The Future of College

My time at Northwestern is probably the most important, ahem, five years of my life. Formative years, the St. X ethos and hourly wages helped me convert on that potential, but the NU experience has been invaluable. 

The Fellas are still a solid sight years away from the big transition, but I’m already wrestling with what “college in 2025” means. I wax annoyingly prolific on my missed opportunity in reading “The Closing of the American Mind”  [Read] and have my handful of throwaway comments like “college is the new high school” and “I think there is some point of maximization of education and great experience at Michigan (Go Blue!)” or “LinkedIn has dismissed a lot of the value of college in bringing together fragmented supplies of workers and the demand of employers”, but I don’t have a super clear “this is what college is for” perspective.

It’s also always hard to separate my specific experience from the perspective I will use to support The Fellas in their eventual choices. As my first wave of friends are making their way through the joys and heartache of college admissions, it still feels significantly the same as it did in 1985. There’s still a lot of “best school” talk more than “right school” talk. I’m currently trying to put some meat on the bones of my “role of the VP on the ticket” theory of college — make great friends and ‘do no harm’. The perfect spot may be school that gives you a great environment for becoming a little more of an adult, lands you a pack of friends good for fifty years, and meets solid-to-good education/training requirements.
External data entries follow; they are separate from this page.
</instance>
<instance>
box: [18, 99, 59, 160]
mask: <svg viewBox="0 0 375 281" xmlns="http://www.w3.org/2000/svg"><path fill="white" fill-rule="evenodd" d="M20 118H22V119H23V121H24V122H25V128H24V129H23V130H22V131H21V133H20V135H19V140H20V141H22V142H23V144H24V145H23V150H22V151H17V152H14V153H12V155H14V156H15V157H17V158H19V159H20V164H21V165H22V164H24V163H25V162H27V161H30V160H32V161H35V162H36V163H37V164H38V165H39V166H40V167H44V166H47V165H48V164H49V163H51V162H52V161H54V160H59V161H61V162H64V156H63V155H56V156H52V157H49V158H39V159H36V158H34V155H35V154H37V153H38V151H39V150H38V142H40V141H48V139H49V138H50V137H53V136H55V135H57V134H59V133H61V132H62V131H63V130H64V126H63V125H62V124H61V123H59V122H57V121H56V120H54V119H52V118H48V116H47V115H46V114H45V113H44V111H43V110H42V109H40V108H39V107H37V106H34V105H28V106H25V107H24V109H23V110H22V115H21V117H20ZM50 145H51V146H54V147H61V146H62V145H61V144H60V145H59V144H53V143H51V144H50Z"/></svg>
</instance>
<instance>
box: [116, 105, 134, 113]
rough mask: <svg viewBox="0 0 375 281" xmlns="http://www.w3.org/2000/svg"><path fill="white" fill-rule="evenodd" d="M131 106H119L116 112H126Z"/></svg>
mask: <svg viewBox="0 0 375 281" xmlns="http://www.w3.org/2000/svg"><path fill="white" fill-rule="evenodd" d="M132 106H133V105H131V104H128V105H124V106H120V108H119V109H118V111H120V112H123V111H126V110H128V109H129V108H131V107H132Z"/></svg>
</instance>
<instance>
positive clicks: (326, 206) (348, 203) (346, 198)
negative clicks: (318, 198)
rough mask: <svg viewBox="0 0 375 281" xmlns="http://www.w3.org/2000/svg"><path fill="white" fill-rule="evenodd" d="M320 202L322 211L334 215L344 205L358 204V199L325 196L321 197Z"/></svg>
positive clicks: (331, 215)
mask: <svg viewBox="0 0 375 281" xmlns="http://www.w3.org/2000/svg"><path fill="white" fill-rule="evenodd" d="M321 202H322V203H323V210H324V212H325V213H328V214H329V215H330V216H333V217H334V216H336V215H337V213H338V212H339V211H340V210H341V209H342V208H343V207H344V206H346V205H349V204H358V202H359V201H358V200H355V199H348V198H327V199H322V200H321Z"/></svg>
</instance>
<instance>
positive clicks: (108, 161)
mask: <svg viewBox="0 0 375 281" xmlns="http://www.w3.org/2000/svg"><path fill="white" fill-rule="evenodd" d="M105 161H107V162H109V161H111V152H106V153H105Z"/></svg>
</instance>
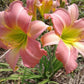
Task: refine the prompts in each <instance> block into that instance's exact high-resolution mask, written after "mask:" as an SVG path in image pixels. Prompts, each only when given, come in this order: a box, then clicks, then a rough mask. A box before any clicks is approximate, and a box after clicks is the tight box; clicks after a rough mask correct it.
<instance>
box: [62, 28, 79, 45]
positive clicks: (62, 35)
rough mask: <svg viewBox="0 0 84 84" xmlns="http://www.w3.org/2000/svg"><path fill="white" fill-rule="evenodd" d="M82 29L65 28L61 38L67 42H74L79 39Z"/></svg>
mask: <svg viewBox="0 0 84 84" xmlns="http://www.w3.org/2000/svg"><path fill="white" fill-rule="evenodd" d="M79 35H80V30H79V29H75V28H64V29H63V32H62V35H61V38H62V40H63V41H64V42H65V43H66V44H72V45H73V42H75V41H77V40H78V39H79Z"/></svg>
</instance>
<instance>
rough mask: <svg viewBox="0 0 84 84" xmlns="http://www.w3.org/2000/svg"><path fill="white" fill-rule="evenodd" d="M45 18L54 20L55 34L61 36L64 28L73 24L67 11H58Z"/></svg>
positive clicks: (44, 16)
mask: <svg viewBox="0 0 84 84" xmlns="http://www.w3.org/2000/svg"><path fill="white" fill-rule="evenodd" d="M44 17H45V18H47V17H50V18H51V19H52V22H53V26H54V29H55V32H56V33H57V34H59V35H61V34H62V30H63V28H65V27H66V26H69V25H70V24H71V19H70V16H69V14H68V12H67V11H66V10H65V9H58V10H56V11H55V12H54V13H52V14H49V15H48V14H47V15H44Z"/></svg>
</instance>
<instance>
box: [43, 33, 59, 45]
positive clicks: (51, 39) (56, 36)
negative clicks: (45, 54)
mask: <svg viewBox="0 0 84 84" xmlns="http://www.w3.org/2000/svg"><path fill="white" fill-rule="evenodd" d="M59 40H60V38H59V37H58V36H57V35H56V34H55V32H54V31H50V32H48V33H46V34H44V35H43V36H42V37H41V42H42V44H43V46H47V45H54V44H58V42H59Z"/></svg>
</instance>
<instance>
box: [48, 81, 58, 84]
mask: <svg viewBox="0 0 84 84" xmlns="http://www.w3.org/2000/svg"><path fill="white" fill-rule="evenodd" d="M48 84H59V83H57V82H55V81H49V82H48Z"/></svg>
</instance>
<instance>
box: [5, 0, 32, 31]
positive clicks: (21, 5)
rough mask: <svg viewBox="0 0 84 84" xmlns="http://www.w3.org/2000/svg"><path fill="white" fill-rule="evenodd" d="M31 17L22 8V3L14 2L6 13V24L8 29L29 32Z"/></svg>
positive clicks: (5, 17)
mask: <svg viewBox="0 0 84 84" xmlns="http://www.w3.org/2000/svg"><path fill="white" fill-rule="evenodd" d="M30 21H31V16H29V15H28V13H27V11H26V10H25V9H24V7H23V6H22V2H21V1H14V2H13V3H11V4H10V6H9V10H8V11H7V12H5V22H6V24H7V26H8V27H10V28H16V27H20V28H21V29H22V30H23V31H24V32H27V30H28V27H29V23H30Z"/></svg>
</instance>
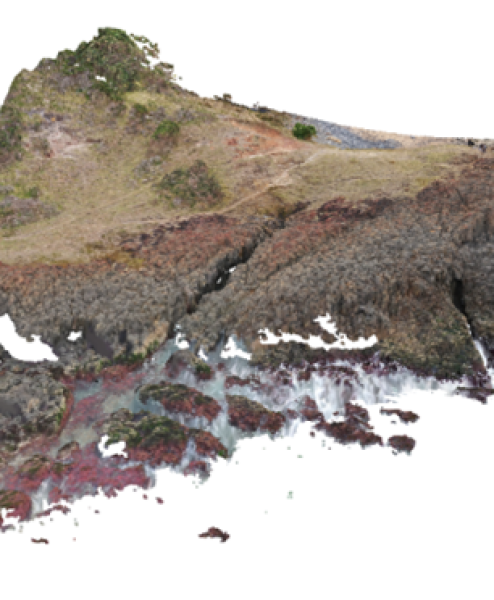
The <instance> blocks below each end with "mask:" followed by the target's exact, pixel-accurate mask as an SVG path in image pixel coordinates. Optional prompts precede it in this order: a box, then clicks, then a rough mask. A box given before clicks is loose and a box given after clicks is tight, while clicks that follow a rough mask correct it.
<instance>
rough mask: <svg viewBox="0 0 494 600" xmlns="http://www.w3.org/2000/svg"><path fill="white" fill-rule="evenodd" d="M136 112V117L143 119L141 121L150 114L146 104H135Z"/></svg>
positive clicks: (134, 105)
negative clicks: (147, 108)
mask: <svg viewBox="0 0 494 600" xmlns="http://www.w3.org/2000/svg"><path fill="white" fill-rule="evenodd" d="M134 112H135V114H136V116H138V117H141V119H143V118H144V117H145V116H146V115H147V114H148V113H149V111H148V109H147V106H144V104H139V103H138V102H136V103H135V104H134Z"/></svg>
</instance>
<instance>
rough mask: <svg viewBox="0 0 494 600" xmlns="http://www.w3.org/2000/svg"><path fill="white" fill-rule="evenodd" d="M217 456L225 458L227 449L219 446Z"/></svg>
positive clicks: (227, 455)
mask: <svg viewBox="0 0 494 600" xmlns="http://www.w3.org/2000/svg"><path fill="white" fill-rule="evenodd" d="M218 456H221V457H222V458H227V457H228V451H227V450H223V448H220V449H219V450H218Z"/></svg>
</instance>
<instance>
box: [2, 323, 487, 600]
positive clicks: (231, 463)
mask: <svg viewBox="0 0 494 600" xmlns="http://www.w3.org/2000/svg"><path fill="white" fill-rule="evenodd" d="M327 322H328V321H327V320H326V321H325V320H324V319H322V318H320V323H321V327H323V326H324V327H325V325H324V323H326V324H327ZM9 323H10V324H11V321H10V319H9V318H8V316H7V315H5V316H4V317H1V318H0V340H1V341H2V344H4V345H5V347H6V348H7V350H8V351H9V352H10V353H11V354H12V355H13V356H16V357H17V358H22V359H23V360H41V359H42V358H49V359H50V360H51V359H54V358H56V357H55V356H54V355H53V354H51V356H50V353H51V350H50V349H47V347H46V346H44V345H43V344H41V343H40V342H39V340H37V341H35V342H33V343H28V342H26V341H25V340H20V338H17V336H16V334H15V330H14V328H13V326H12V327H11V326H10V325H9ZM328 327H329V329H328V330H331V329H330V324H329V326H328ZM2 328H3V329H2ZM9 328H10V329H9ZM325 328H326V327H325ZM260 333H261V332H260ZM264 333H265V335H267V343H274V342H275V341H277V340H278V338H276V336H274V335H273V334H272V333H270V332H264ZM71 335H72V336H73V337H72V338H69V339H75V337H76V334H71ZM340 336H341V337H340V339H339V341H338V342H337V344H340V347H349V344H348V341H347V342H346V343H347V345H346V346H345V345H344V344H345V339H346V338H345V336H344V335H342V334H340ZM285 341H288V339H287V338H284V339H283V340H281V339H280V340H279V341H278V343H284V342H285ZM376 341H377V340H376V339H370V340H367V341H365V340H361V341H360V345H361V346H362V345H366V344H367V345H373V344H374V343H375V342H376ZM476 344H477V348H478V349H479V351H480V352H481V354H482V353H483V350H482V348H481V346H480V345H479V344H478V342H476ZM187 345H188V343H187V341H186V340H184V339H183V338H182V336H181V335H180V334H179V329H178V330H177V336H176V338H175V340H174V341H171V342H169V343H168V344H167V345H166V346H165V348H163V349H162V350H161V351H160V352H158V353H157V354H156V355H155V357H154V358H153V359H152V360H151V361H147V363H146V364H145V365H144V367H143V370H145V371H146V377H145V379H144V380H143V381H142V382H141V383H148V382H152V381H153V374H154V373H155V372H156V371H157V370H159V369H161V368H162V367H163V366H164V364H165V363H166V361H167V360H168V358H169V357H170V356H171V355H172V353H173V352H175V351H177V350H178V349H179V347H186V346H187ZM310 345H311V346H313V347H316V346H317V345H324V344H322V342H321V341H320V340H317V339H315V338H311V340H310ZM325 347H329V346H328V345H325ZM37 352H38V354H36V353H37ZM45 353H46V354H45ZM201 355H202V356H203V358H205V359H207V361H208V363H209V364H211V365H212V366H214V365H215V364H217V363H218V362H220V361H221V362H225V363H226V365H227V369H226V371H227V372H228V374H236V375H239V376H241V377H247V376H249V375H251V374H254V373H255V370H254V369H252V367H250V365H249V358H250V357H249V355H248V354H247V353H246V352H244V351H243V350H242V348H241V345H240V347H239V342H238V341H237V340H234V339H230V340H228V343H227V344H226V345H225V346H223V347H219V348H218V349H217V350H216V352H215V353H214V354H213V353H212V354H210V355H208V356H207V357H205V356H204V355H203V354H202V350H201ZM484 362H485V358H484ZM341 364H344V363H343V362H342V363H341ZM353 368H355V367H353ZM356 370H357V372H358V373H359V381H360V388H359V391H358V395H357V400H356V402H357V403H358V404H361V405H362V406H365V407H366V408H367V410H368V411H369V414H370V417H371V425H372V426H374V431H375V433H377V434H378V435H380V436H382V438H383V440H384V441H386V440H387V439H388V438H389V437H390V436H391V435H403V434H406V435H409V436H410V437H412V438H413V439H414V440H415V441H416V446H415V448H414V450H413V451H412V453H411V455H407V454H405V453H398V454H396V453H393V451H392V449H391V448H390V447H387V446H384V447H378V446H370V447H367V448H365V449H363V448H361V447H360V444H358V443H357V444H352V445H348V446H343V445H340V444H338V443H336V442H334V441H333V440H332V439H331V438H329V437H327V436H326V435H325V434H324V433H323V432H318V431H317V430H314V429H313V426H314V423H311V422H304V423H301V422H300V421H296V422H295V423H292V425H291V426H290V427H286V428H285V429H284V430H281V431H280V432H279V433H278V434H276V435H275V436H273V435H270V434H261V435H260V434H245V433H241V432H239V431H238V430H237V429H235V428H233V427H230V426H229V425H228V422H227V419H226V416H225V414H224V413H221V414H220V416H219V417H218V418H217V419H216V420H215V421H213V422H212V423H211V425H209V426H208V425H207V422H206V421H204V422H201V421H199V420H197V419H187V420H184V419H180V418H178V420H179V421H180V422H181V423H183V424H186V425H187V426H190V427H198V426H200V427H201V428H204V429H206V430H207V431H210V432H211V433H212V434H213V435H215V436H217V437H219V439H220V441H221V442H222V443H223V444H224V445H225V446H226V447H227V448H228V451H229V453H231V452H232V451H233V450H234V452H233V455H232V456H231V457H230V458H229V459H228V460H222V459H218V460H216V461H210V465H211V471H210V476H209V477H208V478H207V479H205V480H201V479H200V477H199V476H193V475H189V476H187V477H184V475H183V474H182V472H183V465H181V466H177V467H175V468H171V467H163V468H158V469H155V470H154V475H155V482H154V486H153V487H152V488H150V489H147V490H142V489H139V490H137V491H135V490H136V488H135V486H129V487H127V488H125V489H124V490H123V491H122V492H118V496H117V497H116V498H107V497H106V496H104V495H103V494H102V493H99V494H98V495H97V496H94V497H92V496H88V497H84V498H82V499H80V500H78V501H76V502H75V503H73V504H68V506H70V508H71V512H70V513H68V514H66V515H64V514H62V513H59V512H54V513H52V515H50V517H44V518H38V519H36V520H35V521H32V522H25V523H23V524H21V525H19V524H18V523H17V520H16V519H7V518H5V515H6V511H5V510H4V511H3V512H2V514H3V516H4V518H5V523H4V524H8V523H12V524H14V526H15V530H11V531H7V532H5V533H4V534H3V535H1V536H0V548H1V556H2V572H3V576H2V579H3V582H4V585H5V583H6V580H7V581H8V584H7V589H9V590H12V591H14V589H15V588H14V587H13V586H14V585H17V586H18V588H17V589H18V591H19V592H21V591H22V593H23V596H24V597H29V596H30V595H31V594H32V596H33V597H37V598H39V597H41V598H44V597H46V598H48V597H50V598H53V597H55V598H58V597H62V596H63V597H65V596H66V595H70V596H71V597H74V596H75V597H76V598H83V597H84V598H89V597H100V596H102V594H109V593H111V594H112V597H116V598H131V597H132V598H135V597H143V596H144V595H145V596H147V597H150V596H151V595H152V596H153V597H155V596H156V597H168V596H169V597H173V598H174V599H175V598H194V597H198V596H199V594H200V595H201V596H202V597H203V596H204V595H205V594H206V595H207V596H209V595H210V594H211V595H214V597H215V598H220V599H222V598H302V597H309V596H311V597H314V598H326V597H333V598H338V600H344V599H346V598H348V599H354V598H355V599H357V598H361V597H363V596H364V595H365V597H367V598H395V597H399V598H400V599H408V598H410V599H412V598H413V599H414V600H415V599H418V598H465V597H468V598H475V599H476V600H477V599H483V598H486V599H487V598H489V599H490V598H492V596H493V593H494V584H493V583H492V581H491V577H490V569H491V560H492V559H491V551H490V540H491V539H492V535H493V533H494V520H493V517H492V512H493V510H492V507H493V506H494V493H493V486H492V482H491V475H490V472H491V464H492V460H493V458H494V435H493V434H492V432H493V431H494V409H493V406H494V396H490V397H489V398H488V400H487V404H485V405H482V404H481V403H480V402H478V401H476V400H473V399H468V398H464V397H461V396H456V395H454V394H453V390H454V389H455V388H456V386H457V385H458V383H445V384H441V383H438V382H437V381H435V380H433V379H419V378H418V377H415V376H413V375H411V374H409V373H408V372H407V371H406V370H403V371H402V372H398V373H395V374H392V375H389V376H388V377H386V378H382V377H381V378H377V377H375V376H372V375H366V374H365V373H364V372H363V371H362V369H359V368H358V367H357V368H356ZM490 375H491V378H492V377H494V372H492V370H490ZM259 377H260V379H261V381H263V374H261V375H259ZM163 378H165V379H166V377H163V375H160V379H163ZM223 380H224V374H222V373H218V374H217V376H216V377H215V378H214V379H213V380H211V381H208V382H203V383H199V384H198V383H197V381H192V380H190V381H189V380H188V379H187V376H182V377H181V378H180V379H178V381H179V382H181V383H185V384H188V385H191V386H193V387H195V388H196V389H199V390H200V391H202V392H203V393H205V394H208V395H210V396H213V397H214V398H215V399H216V400H217V401H218V402H220V404H221V405H222V407H225V406H226V403H225V400H224V389H223ZM174 381H177V380H174ZM98 386H101V384H100V383H95V384H91V385H86V386H85V389H83V387H82V386H81V387H80V388H79V387H78V391H77V394H76V402H77V401H78V400H80V399H81V398H82V397H85V396H87V395H90V394H94V393H96V392H97V391H98V389H99V387H98ZM229 393H230V394H242V395H245V396H247V397H249V398H251V399H253V400H257V401H261V402H263V403H264V404H265V405H266V406H267V407H268V408H270V409H272V410H280V409H281V408H282V406H281V402H277V401H276V398H275V399H273V398H271V399H267V398H263V397H261V396H259V395H258V394H256V393H255V392H254V391H252V390H251V389H250V388H248V387H242V388H230V390H229ZM305 393H307V394H309V395H310V396H311V397H312V398H313V399H314V400H315V401H316V403H317V404H318V407H319V410H320V411H321V412H322V413H323V414H324V416H325V418H326V419H327V420H329V419H331V420H338V419H339V417H335V416H333V413H334V412H335V411H337V410H341V409H342V407H343V397H342V394H343V388H342V386H336V385H334V384H332V383H330V382H329V381H328V380H325V379H324V378H322V377H318V376H317V375H316V374H314V373H313V374H312V378H311V379H310V380H309V381H297V379H296V378H295V377H294V378H293V381H292V388H290V390H289V394H288V400H287V399H286V398H287V397H286V396H285V399H284V401H283V405H284V406H287V405H288V406H289V405H290V402H291V401H292V400H293V399H295V398H296V397H299V396H301V395H303V394H305ZM105 402H106V407H105V411H107V412H112V411H114V410H117V409H118V408H121V407H124V406H125V407H126V408H129V409H130V410H132V411H138V410H140V409H146V410H152V411H153V412H156V413H157V414H166V412H165V411H164V409H163V408H162V407H161V406H158V405H157V404H156V405H155V406H153V404H152V403H148V405H141V404H140V402H139V400H138V397H137V393H134V392H132V393H128V394H127V395H125V394H122V395H120V396H118V395H110V396H109V397H108V398H107V399H106V400H105ZM384 403H386V404H387V406H386V407H387V408H400V409H403V410H411V411H413V412H415V413H417V414H418V415H419V417H420V418H419V420H418V421H417V422H416V423H411V424H408V425H407V424H405V423H402V422H401V421H400V419H399V418H398V417H396V418H395V417H390V416H385V415H381V414H380V413H379V410H380V408H381V406H383V404H384ZM169 416H170V415H169ZM174 418H177V417H174ZM311 431H314V432H315V435H314V437H312V436H311V435H310V432H311ZM78 435H79V436H81V437H80V439H81V440H86V441H91V440H90V439H88V438H90V435H91V432H89V431H80V432H78ZM84 436H86V437H84ZM67 441H70V440H68V439H64V440H61V443H60V445H62V444H63V443H66V442H67ZM103 442H104V439H103V440H102V441H101V444H100V449H101V451H102V453H105V452H107V451H105V450H104V448H103ZM85 443H86V442H85ZM110 448H111V450H110V452H125V448H124V444H116V445H114V446H112V447H110ZM195 458H198V457H197V456H196V455H194V448H193V447H192V446H191V447H188V449H187V455H186V457H185V458H184V461H185V462H184V464H185V463H188V461H189V460H194V459H195ZM144 494H146V495H147V499H144V498H143V495H144ZM46 495H47V490H46V489H42V490H41V491H40V492H39V493H38V497H37V504H38V506H39V508H38V510H45V509H46V508H48V507H49V504H48V502H47V501H46ZM157 497H159V498H161V499H163V504H160V503H158V501H157V500H156V498H157ZM61 503H62V504H63V503H64V502H63V501H62V502H61ZM95 510H99V513H95ZM210 527H217V528H219V529H221V530H222V531H225V532H227V533H228V534H229V535H230V538H229V539H228V540H227V541H226V542H225V543H222V542H221V541H220V540H219V539H217V538H200V537H198V536H199V534H200V533H203V532H206V531H207V530H208V529H209V528H210ZM31 537H33V538H39V537H45V538H48V539H49V542H50V543H49V544H48V545H45V544H33V543H31V541H30V538H31ZM4 589H5V588H4Z"/></svg>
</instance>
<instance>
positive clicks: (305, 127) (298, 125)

I am feeling that all the things we might do to max the GPA and breadth of extracurriculars to create the most compelling college application is still rooted in the dated fallacy that if you “just get them a seat a great college, everything good will flow from that”. 

College stories today run more along the lines of Peter Thiel paying kids not to go, or “The Ivy League, Mental Illness, and the Meaning of Life” or “Elite-College Admissions Are Broken” or “College is Dying, Design Your Own Education”. It might be cool to be innovative, but the “system” punishes the “tall poppy” a lot more than they reward them.

If my kids are bursting with curiosity, resilience and ambition and tell me that “college isn’t the right path for thm”, am I really going to be able to embrace that?

That is all a fish to fry on a later day.